– Вот, – сказал бокор. Он сдернул с плеча сумку и, не оборачиваясь, протянул ее Харвуду. – Можешь пока заняться мукой, ромом… там же леденцы. Духи падки на сладкое.
Харвуд взял сумку и отнес ее к канаве. Его тень вытянулась перед ним в прыгающем свете факела к стволам пальм на другой стороне прогалины. Харвуд остановился у края канавы, бросил мешок на землю, потом наклонился, достал из сумки бутыль с ромом, вытащил зубами пробку и принялся обходить канаву, поливая ароматным напитком почву. Когда круг замкнулся, в бутыли еще плескалось около стакана рома. Харвуд выпил его одним глотком и отшвырнул бутылку в темноту зарослей. Потом он достал муку и мешочек с леденцами и принялся раскидывать их горстями, со смущением подумав, что сейчас похож на пахаря, удобрившего и засевающего поле.

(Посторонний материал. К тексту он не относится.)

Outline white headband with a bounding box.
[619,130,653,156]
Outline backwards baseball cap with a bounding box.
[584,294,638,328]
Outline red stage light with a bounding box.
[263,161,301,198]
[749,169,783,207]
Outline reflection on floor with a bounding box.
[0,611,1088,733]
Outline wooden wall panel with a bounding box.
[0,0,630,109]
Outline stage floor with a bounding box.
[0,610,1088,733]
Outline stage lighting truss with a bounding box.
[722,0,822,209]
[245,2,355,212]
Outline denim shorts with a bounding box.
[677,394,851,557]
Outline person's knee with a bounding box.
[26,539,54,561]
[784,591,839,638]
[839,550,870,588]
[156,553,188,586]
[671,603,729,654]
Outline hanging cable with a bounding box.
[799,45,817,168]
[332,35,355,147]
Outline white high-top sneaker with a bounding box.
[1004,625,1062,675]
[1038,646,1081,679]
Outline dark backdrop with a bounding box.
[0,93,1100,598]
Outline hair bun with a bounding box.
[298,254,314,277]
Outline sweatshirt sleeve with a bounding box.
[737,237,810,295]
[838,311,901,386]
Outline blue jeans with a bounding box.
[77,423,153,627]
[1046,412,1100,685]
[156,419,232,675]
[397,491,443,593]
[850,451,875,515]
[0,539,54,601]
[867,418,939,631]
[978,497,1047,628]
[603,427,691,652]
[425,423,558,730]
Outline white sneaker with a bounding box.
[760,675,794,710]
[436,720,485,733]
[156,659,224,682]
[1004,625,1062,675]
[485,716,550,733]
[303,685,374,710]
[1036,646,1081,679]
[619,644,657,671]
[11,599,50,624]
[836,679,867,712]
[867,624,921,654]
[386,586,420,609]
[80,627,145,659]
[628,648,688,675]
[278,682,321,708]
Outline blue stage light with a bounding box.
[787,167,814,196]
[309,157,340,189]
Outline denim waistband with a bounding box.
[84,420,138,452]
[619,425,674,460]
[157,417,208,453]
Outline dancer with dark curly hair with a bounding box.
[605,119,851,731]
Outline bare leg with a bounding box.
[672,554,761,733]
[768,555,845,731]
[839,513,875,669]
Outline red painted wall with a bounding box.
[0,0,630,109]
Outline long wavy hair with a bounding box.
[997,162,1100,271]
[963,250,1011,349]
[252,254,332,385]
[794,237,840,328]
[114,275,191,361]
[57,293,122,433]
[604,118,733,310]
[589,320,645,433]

Он обернулся, когда со стороны хижины раздался металлический скрежет – бокор с усилием толкал перед собой тачку, в которой лежали два одурманенных индейца. Это зрелище вызвало в Харвуде смесь противоречивых чувств: ужаса и надежды одновременно. В нем на миг возникло сожаление о том, что нельзя заменить человеческую кровь овечьей, как то было во времена Одиссея, однако он, стиснув зубы, помог чернокожему колдуну положить тела на землю так, что головы свисали с края канавы.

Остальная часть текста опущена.